Claritin-D and Pregnancy
In clinical studies on Claritin-D and pregnancy, the medication did not cause any problems when it was given in high doses to pregnant rabbits and rats. However, the full risks of using the drug in pregnant humans are not known. Therefore, talk to your healthcare provider about the benefits and risks of taking Claritin-D while pregnant in your particular situation.
Claritin-D® (loratadine and pseudoephedrine sulfate) is a non-prescription medication approved to treat allergies and nasal congestion due to the common cold. It contains two different medications: pseudoephedrine (a decongestant) and loratadine (an antihistamine). Claritin-D appears to be safe for use during pregnancy, although the full risks are not currently known.
The U.S. Food and Drug Administration (FDA) uses a category system to classify the possible risks to a fetus when a specific medicine is taken during pregnancy.
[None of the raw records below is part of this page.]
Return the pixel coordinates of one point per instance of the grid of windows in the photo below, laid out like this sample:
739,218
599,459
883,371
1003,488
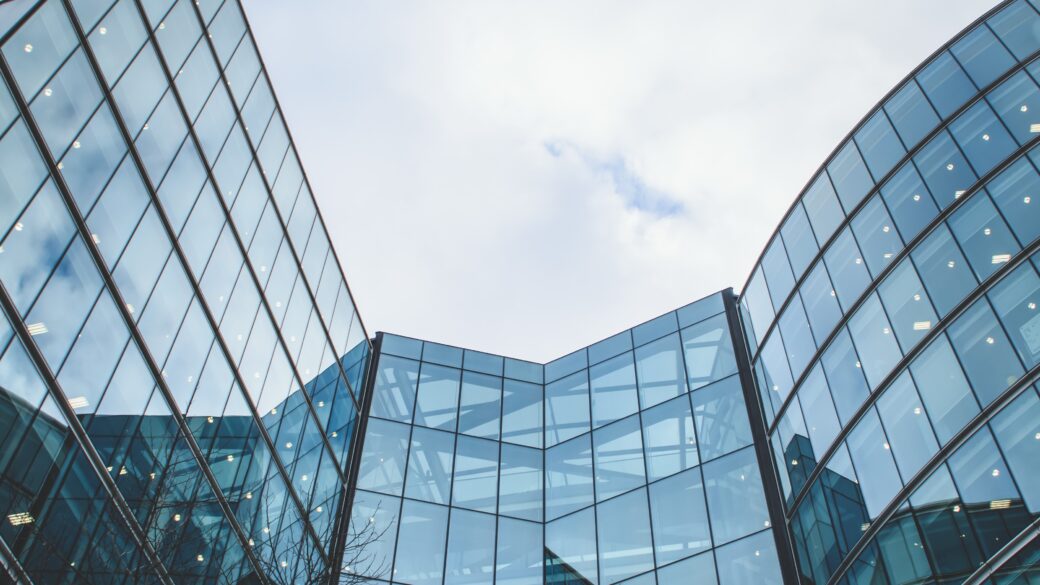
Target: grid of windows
179,352
890,318
628,460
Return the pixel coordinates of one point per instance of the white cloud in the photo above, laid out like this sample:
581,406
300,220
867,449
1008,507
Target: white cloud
481,164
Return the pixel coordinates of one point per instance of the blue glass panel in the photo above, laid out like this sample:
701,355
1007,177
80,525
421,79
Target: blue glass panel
721,417
680,516
845,375
982,137
944,170
982,55
618,451
475,474
471,549
851,179
566,408
1013,191
444,355
879,144
735,501
572,540
420,545
907,304
756,298
699,310
1013,101
655,328
669,438
821,302
520,553
799,240
383,459
845,262
985,352
611,347
625,544
1014,428
821,420
437,403
522,413
568,477
394,390
983,235
1018,27
943,388
430,465
708,352
567,364
520,486
404,347
777,271
481,405
659,371
1015,300
614,392
911,113
945,84
871,453
486,363
823,208
875,342
909,201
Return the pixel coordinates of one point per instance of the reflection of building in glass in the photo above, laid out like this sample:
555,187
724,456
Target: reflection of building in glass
631,455
182,366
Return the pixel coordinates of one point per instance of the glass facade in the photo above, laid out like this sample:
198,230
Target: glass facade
180,357
185,381
630,460
890,327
Pregnancy Category B is given to medicines that have not been extensively studied in pregnant humans but that do not appear to cause harm to the fetus in animal studies. The rating is also given to medications that seem to cause problems in pregnant animals but have been shown to be safe in human studies.
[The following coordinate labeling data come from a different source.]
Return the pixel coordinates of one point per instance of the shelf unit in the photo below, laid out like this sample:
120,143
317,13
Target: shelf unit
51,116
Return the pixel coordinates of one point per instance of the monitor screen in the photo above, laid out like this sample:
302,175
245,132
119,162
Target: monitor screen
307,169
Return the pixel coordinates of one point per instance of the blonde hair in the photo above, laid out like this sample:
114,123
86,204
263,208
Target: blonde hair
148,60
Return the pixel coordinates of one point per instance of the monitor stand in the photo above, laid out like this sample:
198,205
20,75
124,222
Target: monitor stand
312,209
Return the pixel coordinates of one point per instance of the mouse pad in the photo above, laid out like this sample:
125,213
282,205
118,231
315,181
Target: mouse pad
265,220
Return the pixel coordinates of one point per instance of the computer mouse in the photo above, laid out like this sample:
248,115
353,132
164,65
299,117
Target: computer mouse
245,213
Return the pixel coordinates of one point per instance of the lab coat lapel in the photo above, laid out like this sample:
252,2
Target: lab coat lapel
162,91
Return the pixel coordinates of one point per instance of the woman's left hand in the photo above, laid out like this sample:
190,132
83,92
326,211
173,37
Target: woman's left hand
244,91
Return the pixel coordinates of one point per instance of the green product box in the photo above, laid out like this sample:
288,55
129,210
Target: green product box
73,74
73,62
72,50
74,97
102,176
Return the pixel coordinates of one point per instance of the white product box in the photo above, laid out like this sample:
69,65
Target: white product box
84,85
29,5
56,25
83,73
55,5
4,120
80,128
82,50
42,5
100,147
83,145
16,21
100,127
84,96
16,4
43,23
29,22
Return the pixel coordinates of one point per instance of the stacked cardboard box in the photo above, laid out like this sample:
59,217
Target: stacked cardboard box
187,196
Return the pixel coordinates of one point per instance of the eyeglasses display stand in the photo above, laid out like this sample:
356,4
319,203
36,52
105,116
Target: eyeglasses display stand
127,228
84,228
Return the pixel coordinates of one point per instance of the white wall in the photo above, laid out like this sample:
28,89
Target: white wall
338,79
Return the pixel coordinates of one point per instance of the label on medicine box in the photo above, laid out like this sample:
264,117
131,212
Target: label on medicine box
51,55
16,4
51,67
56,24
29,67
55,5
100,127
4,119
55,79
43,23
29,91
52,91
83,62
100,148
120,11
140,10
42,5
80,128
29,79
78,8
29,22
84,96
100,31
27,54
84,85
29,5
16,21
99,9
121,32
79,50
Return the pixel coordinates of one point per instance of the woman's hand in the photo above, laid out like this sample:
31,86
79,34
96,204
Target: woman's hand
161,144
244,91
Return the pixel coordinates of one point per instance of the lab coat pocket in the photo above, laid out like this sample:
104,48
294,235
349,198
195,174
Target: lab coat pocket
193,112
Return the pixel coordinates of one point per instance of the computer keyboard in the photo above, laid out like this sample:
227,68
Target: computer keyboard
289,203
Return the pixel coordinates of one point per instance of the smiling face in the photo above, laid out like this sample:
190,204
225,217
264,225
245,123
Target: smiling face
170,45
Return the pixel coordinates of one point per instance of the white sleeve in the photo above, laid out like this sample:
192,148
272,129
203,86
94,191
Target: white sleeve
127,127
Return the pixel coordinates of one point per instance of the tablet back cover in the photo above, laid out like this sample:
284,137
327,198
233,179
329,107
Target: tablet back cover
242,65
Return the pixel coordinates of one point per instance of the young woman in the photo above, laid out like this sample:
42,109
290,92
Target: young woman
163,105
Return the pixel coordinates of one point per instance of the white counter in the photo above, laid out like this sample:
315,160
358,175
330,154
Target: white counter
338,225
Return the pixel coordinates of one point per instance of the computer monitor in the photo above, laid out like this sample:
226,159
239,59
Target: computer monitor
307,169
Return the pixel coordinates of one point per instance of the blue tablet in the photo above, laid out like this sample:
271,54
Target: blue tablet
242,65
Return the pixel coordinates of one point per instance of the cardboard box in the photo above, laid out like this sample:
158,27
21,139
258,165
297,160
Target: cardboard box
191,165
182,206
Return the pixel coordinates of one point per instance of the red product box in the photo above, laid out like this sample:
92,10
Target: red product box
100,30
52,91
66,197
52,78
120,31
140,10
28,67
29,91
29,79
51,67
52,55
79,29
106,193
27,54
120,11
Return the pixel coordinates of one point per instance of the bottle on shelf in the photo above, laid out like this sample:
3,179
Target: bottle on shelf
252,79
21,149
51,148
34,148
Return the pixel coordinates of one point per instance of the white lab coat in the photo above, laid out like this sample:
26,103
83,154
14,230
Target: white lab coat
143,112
Claritin-D was given a pregnancy Category B classification because it did not cause any problems (even at very high doses) when given to pregnant rabbits and rats. A few studies have suggested that Claritin-D does not increase the risk of birth defects or miscarriages in humans, although more thorough studies are necessary.
It is important to note that while human studies did not suggest problems with Claritin-D, these studies could not completely rule out the possibility of problems. Therefore, a pregnancy Category B medicine should be given to a pregnant woman only if her healthcare provider believes that the benefits to the woman outweigh any possible risks to the unborn child.